Well....what would your back look like after standing up for 200 years plus?! I somehow find this leaning to the right somehow endearing. Who knows what the influences were that caused it to do so. Perhaps too much heat from the hearthfire on one side. Maybe too close to the frosty window for too many years. And then there was uncle Pierre weighing in at nearly 150 kilos even though he'd lost a leg in the Revolution'. A leetle like ze politique, no?
Sunday, September 19, 2010
Monday, September 13, 2010
Five Critters and a Pot
Here are the carved backs of the chairs. I felt they deserved a post of their own.
Notice the hand-hewn rough marks left by the tools on the backs of the chairs then compare those rough surfaces to the care that was taken to depict the animals with vitality and humor. Perhaps these chairs were made by the farmer himself since they certainly show a sense on intimacy with what makes a weasel a weasel and a squirrel a squirrel.
The next up -- Some repairs that were made a very long time ago.
Sunday, September 12, 2010
A Farmer's Tale
Some years ago, a client imported a set of 6 antique Provencal chairs from a Paris fleamarket. They were brought to me for an assessment of what it would take to restore them. Tout alors! They were exquisitely charming little chairs but were in such bad shape that if nudged a bit they could have shimmied across the floor like an articulated skeleton marionette. I don't think there was one tight joint in the bunch. The cost for restoring them as a set was more than anticipated so I was asked if they could be taken apart and a couple of sound chairs be made from the parts and toss the rest. As a set, they told a story. As a couple of random chairs they were just cute. Not wanting to break up the story, I bought them all for the price paid in Paris.
These chairs are VERY old. Professional appraisers have put their age to be certainly early 19th century and quite possibly late 18th. They've been repaired many times, many generations of bugs have feasted on their various parts and the rush seats were tattered and frayed.

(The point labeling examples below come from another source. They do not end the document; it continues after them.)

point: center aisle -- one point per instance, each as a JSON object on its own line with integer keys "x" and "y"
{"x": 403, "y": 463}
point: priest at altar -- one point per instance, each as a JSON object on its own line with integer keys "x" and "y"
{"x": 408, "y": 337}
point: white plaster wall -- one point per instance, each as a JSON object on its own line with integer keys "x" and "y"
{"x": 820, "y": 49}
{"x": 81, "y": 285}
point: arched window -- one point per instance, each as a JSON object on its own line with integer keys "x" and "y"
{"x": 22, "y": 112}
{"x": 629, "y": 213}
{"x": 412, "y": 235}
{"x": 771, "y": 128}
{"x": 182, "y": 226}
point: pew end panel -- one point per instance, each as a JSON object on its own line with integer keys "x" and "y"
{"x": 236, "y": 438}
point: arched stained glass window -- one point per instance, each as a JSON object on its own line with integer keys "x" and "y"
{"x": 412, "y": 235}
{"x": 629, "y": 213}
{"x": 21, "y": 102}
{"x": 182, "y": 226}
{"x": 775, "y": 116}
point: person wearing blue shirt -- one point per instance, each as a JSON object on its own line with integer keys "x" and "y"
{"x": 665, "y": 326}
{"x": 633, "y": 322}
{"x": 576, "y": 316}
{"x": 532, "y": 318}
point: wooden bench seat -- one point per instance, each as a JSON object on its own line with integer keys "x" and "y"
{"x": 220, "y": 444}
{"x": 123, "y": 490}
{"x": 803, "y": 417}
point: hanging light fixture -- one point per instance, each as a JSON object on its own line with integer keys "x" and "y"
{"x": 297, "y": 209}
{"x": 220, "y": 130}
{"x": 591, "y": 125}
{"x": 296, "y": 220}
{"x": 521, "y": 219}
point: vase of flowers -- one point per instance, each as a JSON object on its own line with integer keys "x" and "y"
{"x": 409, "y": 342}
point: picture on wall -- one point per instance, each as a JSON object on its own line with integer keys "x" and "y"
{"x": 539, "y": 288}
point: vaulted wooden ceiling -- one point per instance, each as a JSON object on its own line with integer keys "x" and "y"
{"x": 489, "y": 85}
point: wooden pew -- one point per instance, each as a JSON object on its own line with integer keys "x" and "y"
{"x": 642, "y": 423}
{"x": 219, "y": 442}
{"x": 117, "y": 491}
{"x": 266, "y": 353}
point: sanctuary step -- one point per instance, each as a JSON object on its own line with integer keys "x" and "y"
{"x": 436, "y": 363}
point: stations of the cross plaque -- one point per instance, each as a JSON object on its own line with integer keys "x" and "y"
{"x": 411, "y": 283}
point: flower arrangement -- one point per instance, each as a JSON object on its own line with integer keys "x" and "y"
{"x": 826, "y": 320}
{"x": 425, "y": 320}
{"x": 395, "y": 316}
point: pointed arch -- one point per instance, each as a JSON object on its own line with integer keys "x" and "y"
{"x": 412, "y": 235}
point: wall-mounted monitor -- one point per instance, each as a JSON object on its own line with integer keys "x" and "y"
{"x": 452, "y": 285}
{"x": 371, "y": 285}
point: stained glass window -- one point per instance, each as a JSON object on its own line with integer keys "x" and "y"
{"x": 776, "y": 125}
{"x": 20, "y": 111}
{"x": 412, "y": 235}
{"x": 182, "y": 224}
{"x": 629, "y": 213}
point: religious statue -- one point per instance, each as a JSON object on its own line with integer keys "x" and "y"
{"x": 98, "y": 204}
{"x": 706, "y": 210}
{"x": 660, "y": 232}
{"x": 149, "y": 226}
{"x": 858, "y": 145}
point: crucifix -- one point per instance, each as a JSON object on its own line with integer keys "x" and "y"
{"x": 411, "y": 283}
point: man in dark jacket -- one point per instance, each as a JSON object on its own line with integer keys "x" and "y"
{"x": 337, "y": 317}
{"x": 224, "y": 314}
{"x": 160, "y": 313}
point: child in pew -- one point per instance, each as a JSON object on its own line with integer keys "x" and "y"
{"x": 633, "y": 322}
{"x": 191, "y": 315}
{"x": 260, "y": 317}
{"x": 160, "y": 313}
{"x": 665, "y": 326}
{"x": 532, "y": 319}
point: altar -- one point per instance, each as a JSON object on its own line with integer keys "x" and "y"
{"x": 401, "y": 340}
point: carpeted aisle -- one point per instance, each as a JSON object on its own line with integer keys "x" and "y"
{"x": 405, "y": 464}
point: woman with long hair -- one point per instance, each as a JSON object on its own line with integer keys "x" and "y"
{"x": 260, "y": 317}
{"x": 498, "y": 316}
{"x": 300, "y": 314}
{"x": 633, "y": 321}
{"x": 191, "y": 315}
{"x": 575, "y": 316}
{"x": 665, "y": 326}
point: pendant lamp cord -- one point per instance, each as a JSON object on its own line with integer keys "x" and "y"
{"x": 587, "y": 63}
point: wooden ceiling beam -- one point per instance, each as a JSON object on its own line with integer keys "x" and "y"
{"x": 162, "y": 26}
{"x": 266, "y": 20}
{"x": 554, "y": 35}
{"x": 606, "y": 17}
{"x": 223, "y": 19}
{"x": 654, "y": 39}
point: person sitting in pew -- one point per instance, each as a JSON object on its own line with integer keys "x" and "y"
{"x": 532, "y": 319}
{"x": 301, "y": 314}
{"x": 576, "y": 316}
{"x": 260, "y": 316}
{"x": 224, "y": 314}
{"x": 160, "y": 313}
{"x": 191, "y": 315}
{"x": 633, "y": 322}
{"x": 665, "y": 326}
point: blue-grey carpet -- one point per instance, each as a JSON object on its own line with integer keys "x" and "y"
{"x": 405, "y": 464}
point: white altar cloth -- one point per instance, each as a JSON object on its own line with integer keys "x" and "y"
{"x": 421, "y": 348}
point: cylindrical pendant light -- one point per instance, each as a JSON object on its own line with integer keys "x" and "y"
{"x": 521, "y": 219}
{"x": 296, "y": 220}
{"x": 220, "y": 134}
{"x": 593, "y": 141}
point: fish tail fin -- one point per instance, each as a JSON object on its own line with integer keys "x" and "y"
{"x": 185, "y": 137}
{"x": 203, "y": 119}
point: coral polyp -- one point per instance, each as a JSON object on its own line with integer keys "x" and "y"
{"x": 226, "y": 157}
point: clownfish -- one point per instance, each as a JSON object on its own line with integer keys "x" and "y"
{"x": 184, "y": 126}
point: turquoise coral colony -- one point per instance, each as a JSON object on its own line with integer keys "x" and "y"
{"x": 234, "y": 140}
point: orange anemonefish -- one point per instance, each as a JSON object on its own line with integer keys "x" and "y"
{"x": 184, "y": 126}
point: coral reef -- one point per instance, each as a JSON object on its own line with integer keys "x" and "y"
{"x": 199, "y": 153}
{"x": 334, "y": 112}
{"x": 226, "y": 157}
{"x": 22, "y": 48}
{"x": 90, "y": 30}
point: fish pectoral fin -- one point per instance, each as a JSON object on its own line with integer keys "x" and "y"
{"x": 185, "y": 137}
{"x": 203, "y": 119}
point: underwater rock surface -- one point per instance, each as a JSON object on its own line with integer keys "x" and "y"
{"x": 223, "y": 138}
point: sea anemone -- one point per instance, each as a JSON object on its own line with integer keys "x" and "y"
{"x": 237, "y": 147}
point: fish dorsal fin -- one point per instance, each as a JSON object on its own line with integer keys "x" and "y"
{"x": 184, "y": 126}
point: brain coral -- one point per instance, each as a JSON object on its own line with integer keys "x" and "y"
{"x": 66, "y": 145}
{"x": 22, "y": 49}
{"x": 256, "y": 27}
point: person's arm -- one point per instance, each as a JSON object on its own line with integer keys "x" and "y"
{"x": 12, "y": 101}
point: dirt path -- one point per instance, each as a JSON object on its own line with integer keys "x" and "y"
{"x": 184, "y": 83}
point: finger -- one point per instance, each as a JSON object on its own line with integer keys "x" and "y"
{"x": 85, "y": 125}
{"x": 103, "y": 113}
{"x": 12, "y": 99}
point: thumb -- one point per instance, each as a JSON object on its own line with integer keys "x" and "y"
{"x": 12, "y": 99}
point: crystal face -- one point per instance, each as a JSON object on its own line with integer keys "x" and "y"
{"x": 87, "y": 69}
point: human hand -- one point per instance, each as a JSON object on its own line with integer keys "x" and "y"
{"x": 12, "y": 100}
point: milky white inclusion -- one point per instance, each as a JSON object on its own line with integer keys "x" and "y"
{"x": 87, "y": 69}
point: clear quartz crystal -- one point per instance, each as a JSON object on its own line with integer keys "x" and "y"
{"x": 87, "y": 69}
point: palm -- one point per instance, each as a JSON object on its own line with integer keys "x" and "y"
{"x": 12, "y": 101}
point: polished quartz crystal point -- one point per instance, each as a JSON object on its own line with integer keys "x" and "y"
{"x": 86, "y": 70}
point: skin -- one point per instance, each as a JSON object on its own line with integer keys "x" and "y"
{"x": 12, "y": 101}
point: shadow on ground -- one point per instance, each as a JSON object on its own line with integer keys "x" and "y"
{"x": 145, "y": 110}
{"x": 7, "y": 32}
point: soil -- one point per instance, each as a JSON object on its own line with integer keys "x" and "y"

There's a classic French country dish called "pot a fue". The literal translation is "pot on the fire". It's made from whatever small animals a country farmer might find on his morning hunt or out tending his fields. The critters are layered in the pot then cooked for many, many hours over a fire. I've had the dish before and it is absolutely delicious! Five of the backs of these chairs have a hand carving of one of these field critters. A chicken, dove, weasel, beaver and a squirrel are each wonderfully rendered. The sixth chair...(drum roll, please)...has the pot to cook 'em in.
I have finally started the restoration. It's a journey of discovery as I figure out how to dismantle, repair, replace and restore without disrupting the story line. I shall keep you posted on my process and progress.
Labels:
antique,
carved,
French Provincial,
hand carving,
restoration,
rush
Saturday, October 27, 2007
Jewel-like tools
The Biedermeier style computer cabinet on my web page has several secret compartments hidden throughout. Some are accessed by removing panels, removing drawers or reaching into cavities to find them. There is one secret compartment, however, that requires a tool for access. During the construction I used an awl I'd ground down to a rounded tip. The tool is inserted into a hole in the side of a drawer space to depress a wooden spring which holds the secret compartment in place, a classic method for such things. I couldn't see a moldy old awl sitting in a drawer of this elegant piece so I fashioned a tool out of brass rod, ebony and a detail glue-up from a previous project. I always keep a stash of these odds and ends knowing I'll find a use for them someday.
Another tool was needed to prize out the rubber fitting holding the recessed halogen down light in the cabinet's central niche. I'd been using a bent tapered tool from a set of small such tools used by auto interior shops. Same moldy old tool scenario with the same solution.
The presentation box is coco bola with a mastodon ivory turn catch.
Monday, October 22, 2007
Corner Cabinet
This is a cabinet for a flat screen TV, made of ebonized African mahogany and Southeast Asian satinwood. Since it's a corner cabinet, the drawers are wedge-shaped and pivot open from the outside edge.
The large doors open up and then recess into the cabinet on flipper door hardware slides. No existing hardware that I know of is designed to do this for a corner cabinet so I modified existing Euro-hinges to work with the flipper door slides.